A hairpin turn, or a switchback. Both, names for a point in the road where you’d better pay attention, slow down, and ease into the turn. Foot on the brake, eyes on the road. Breathing through the moment when you’re sure your heart has stopped. And then, when you come out of the curve, there’s a whole new view and you’re going in another direction entirely.
This time I took for myself in the last week felt something like that. It hasn’t changed anything fundamental about my life, but I do feel like things look different now, and familiar in a way that I’ve missed.
I did most of the things I planned. A movie with a friend. (Lunch with a friend is on deck, still.) A drive. Reading. A few movies at home. Taking time to go outside and watch the moon rise.

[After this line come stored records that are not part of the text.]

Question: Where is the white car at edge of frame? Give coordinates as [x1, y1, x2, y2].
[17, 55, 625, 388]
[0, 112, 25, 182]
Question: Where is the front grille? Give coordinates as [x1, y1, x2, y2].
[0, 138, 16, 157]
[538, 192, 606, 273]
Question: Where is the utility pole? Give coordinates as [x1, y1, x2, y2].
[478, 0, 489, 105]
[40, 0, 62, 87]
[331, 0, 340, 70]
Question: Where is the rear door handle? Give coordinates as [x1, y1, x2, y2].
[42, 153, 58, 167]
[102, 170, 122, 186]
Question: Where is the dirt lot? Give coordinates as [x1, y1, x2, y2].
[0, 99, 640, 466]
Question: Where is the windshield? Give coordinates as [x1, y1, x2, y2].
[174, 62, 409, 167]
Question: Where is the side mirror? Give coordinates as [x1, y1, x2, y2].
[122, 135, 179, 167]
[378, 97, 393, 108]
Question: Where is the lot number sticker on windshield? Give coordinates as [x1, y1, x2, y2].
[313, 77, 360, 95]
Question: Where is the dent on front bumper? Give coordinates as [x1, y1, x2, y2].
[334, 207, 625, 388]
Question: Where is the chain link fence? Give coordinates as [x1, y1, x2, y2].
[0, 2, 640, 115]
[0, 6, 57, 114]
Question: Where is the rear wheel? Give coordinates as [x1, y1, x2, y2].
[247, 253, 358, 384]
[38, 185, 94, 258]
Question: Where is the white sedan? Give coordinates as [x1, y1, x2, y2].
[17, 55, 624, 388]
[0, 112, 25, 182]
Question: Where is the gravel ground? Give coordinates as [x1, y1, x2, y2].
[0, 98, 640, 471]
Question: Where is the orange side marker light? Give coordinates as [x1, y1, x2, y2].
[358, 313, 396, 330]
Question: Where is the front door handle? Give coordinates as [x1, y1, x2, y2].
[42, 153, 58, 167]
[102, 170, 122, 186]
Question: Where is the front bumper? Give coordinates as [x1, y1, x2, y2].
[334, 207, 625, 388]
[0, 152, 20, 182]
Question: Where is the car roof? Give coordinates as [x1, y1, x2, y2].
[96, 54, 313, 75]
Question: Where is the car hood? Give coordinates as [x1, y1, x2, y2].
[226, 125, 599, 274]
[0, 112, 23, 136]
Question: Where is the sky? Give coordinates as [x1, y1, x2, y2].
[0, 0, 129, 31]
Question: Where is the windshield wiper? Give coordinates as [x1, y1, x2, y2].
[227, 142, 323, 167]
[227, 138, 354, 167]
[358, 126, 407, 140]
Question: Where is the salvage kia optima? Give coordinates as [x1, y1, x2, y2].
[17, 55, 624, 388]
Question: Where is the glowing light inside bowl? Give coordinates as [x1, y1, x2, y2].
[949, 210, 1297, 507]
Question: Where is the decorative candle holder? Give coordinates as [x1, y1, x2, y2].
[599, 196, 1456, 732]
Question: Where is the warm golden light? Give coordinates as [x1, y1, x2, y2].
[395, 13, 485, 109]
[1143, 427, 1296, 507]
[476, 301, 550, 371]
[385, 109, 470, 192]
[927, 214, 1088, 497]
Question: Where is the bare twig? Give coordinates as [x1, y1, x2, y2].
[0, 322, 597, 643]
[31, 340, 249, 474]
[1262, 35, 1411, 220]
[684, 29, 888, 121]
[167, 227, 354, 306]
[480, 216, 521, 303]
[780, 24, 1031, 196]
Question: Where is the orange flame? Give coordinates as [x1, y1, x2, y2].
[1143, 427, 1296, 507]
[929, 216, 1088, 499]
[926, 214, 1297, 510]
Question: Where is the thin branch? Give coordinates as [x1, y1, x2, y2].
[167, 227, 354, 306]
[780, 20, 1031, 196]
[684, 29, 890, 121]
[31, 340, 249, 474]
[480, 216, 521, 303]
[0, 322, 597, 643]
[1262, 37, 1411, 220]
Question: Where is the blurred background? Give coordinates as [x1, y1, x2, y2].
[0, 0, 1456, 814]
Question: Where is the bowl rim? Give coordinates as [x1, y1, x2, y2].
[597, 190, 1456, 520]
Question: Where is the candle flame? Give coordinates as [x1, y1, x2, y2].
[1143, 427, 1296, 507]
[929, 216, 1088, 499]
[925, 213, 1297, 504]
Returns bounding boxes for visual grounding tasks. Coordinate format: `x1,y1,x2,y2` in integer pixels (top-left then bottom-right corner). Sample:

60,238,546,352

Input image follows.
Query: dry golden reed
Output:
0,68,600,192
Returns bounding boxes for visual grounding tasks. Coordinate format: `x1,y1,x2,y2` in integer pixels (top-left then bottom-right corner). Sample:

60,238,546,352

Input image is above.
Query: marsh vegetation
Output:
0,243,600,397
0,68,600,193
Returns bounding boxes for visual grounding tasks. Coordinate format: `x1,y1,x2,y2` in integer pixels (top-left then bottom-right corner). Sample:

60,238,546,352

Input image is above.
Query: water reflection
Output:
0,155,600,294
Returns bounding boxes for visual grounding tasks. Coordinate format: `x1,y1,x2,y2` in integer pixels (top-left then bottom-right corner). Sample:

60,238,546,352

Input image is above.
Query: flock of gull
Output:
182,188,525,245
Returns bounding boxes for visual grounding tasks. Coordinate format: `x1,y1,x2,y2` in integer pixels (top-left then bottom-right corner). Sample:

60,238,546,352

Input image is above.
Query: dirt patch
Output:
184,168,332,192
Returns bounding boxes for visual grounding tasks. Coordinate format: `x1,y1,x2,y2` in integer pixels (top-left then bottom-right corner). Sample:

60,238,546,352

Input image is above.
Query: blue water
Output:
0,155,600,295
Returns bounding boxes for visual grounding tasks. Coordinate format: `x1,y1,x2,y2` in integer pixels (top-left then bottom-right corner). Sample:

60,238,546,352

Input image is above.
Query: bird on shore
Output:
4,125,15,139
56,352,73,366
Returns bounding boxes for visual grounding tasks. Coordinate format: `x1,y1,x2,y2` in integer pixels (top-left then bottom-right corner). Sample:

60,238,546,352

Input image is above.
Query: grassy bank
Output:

Nothing else about my life changed – I still had to manage the usual responsibilities and the flurry of the first two weeks of school and the car that needs brakes and keeps stalling for some damn reason. The difference was that I added back into my life some things I’ve let go. I took myself outside the walls of my office, where I’ve been spending too much time. And those moments in each day that I stole back helped to change how I felt. I began to relax.
Admonitions like “being present in the moment” or “finding balance” or “simplifying your life” have never felt comfortable on my tongue, though I get the point. It’s the language that I find unnecessary, especially now that those phrases are sprinkled so often through the pages of women’s magazines.
Make things simple sounds better to me. Maybe it’s all spin and soundbite, but if we can’t make up our own words when we sing along, it’s not nearly as much fun, is it?
Simple sounds better and better lately. The idea of spending a few days in a camper next to a lake in the mountains (someplace cooler than here, maybe) is more appealing than just about anything right now. Those of you who know me best, and know my dependence on a beauty routine, can stop laughing now. It’s called natural wave, and I can adapt. Really, stop laughing.
Maybe it all looks more peaceful in my head than it might go down, but I imagine spending days just hanging out, cooking simple meals. Watching the kids try to fish. Swimming, drying off. Wind, warm as a kiss, on skin. Swimming again, maybe at night. Making a fire (if it’s safe). And then, well-doused in bug spray, lying back on a blanket or a lounge chair, looking for shooting stars and watching the arc of the moon as it rises above the mountain and across the sky. Falling asleep with the sounds of the night close and scary. Earth. Wind. Fire. Water. The elements.
Eating. Laughing. Loving. Sleeping. The elements.
As for what I’m doing here, on this page, I’m going to let myself off the hook and ease up on the pressure to post almost every day (though that might still happen if I have something up my sleeve.). Not much else will change. You’ll still hear about cowboys (because, c’mon) and the never-ending house hunt, and whatever else. Because it’s all real, right? (I listened, and heard you all, and thank you.)
So I hope you’ll hang around. There might be a bonfire, even. Who’s in charge of gathering firewood? Did anyone bring wine? And I think I saw marshmallows around here somewhere…
A turn, a new view. Things look better already.